HMS Leven, was a 20-gun sixth-rate post ship (sometimes referred to as a sloop) of the Cyrus class, for the Royal Navy. She was built in Ipswich, and launched on 23 December 1813. She was notable as the survey ship that mapped large stretches of the coast of Africa in a voyage from 1821 to 1826, under the command of Captain William Fitzwilliam Owen. Leven Point near Cape Vidal in KwaZulu-Natal, South Africa, is named after the ship.

After commissioning at Woolwich in October 1814, Leven was employed on the coast of La Vendee during Napoleon Bonaparte's final campaign, under the command of Captain Buckland Stirling Bluett.

She was decommissioned at Chatham in 1816, and, in August 1818, she was transferred to the Royal Navy's Survey Service under the command of Captain David Ewen Bartholomew, who set off to survey part of the west African coast and the Cape Verde Islands. Bartholomew died at Porto Praya in Santiago on 19 February 1821; his first lieutenant, Robert Baldey, returned Leven to Spithead on 23 July, after an abortive attempt to map the River Gambia.

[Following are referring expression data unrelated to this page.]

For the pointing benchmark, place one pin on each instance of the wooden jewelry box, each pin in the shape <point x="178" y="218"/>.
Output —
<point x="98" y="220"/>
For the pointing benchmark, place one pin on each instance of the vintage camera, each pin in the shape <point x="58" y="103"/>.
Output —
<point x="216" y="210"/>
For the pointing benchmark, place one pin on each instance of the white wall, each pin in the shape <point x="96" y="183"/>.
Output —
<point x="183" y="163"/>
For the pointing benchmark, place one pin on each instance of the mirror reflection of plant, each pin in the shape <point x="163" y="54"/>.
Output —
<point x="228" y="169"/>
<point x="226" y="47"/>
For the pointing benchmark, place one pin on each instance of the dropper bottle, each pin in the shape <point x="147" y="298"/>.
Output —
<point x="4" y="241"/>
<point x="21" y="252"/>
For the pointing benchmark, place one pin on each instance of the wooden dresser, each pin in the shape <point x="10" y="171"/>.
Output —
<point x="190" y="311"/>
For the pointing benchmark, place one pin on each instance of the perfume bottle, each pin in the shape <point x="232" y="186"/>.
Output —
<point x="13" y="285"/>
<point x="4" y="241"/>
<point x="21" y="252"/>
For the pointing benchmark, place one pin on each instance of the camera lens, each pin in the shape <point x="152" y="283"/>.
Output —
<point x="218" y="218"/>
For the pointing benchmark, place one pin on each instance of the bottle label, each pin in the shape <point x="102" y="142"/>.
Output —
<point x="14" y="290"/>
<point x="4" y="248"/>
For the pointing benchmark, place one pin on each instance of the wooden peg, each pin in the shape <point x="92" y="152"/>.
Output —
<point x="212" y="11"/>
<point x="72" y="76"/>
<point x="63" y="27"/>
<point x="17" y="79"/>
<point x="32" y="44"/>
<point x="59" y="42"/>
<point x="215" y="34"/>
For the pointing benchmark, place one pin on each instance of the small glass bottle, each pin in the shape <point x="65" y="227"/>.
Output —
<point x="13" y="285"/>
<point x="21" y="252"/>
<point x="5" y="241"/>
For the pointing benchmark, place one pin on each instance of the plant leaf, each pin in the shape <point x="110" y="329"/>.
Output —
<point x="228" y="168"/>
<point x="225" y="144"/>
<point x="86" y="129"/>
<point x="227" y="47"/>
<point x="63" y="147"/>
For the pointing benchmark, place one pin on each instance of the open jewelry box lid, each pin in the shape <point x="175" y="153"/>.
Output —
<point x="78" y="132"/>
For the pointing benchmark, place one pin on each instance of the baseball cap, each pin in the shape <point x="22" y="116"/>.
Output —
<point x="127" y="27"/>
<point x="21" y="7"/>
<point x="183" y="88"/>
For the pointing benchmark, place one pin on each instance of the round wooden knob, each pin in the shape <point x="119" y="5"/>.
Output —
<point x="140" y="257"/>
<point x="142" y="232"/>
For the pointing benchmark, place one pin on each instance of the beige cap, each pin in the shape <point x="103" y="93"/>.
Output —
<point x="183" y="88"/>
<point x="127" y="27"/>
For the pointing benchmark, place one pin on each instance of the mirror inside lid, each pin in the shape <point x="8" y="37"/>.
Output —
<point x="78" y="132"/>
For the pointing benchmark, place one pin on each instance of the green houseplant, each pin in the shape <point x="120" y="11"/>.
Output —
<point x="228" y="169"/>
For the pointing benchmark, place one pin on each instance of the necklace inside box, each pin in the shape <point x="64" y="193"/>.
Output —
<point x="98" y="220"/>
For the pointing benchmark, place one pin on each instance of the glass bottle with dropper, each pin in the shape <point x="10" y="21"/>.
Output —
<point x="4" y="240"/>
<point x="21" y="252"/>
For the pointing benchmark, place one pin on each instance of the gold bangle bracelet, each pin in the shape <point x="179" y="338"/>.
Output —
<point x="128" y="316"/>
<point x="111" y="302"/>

Command of the ship passed to Captain William Fitzwilliam Owen, who had risen to prominence following his surveys of the Great Lakes. In August 1821, in the company of the brig-sloop Barracouta, Leven departed for Africa again, with orders to map eastward from the Cape of Good Hope. Amending orders later extended the mission to include a survey of the entire east coast of Africa as well as southern Arabia, Madagascar, and several island groups in the Indian Ocean. On their return journey, long stretches of the west African coastline and the River Gambia were surveyed, several slave ships were apprehended and support was given to British forces in the First Anglo-Ashanti War. By the time she returned home late in 1826, 30,000 nautical miles (56,000 km) of coast had been surveyed and 83 charts prepared. This had been achieved at a terrible cost; half the crew of the two little ships had been killed by tropical diseases.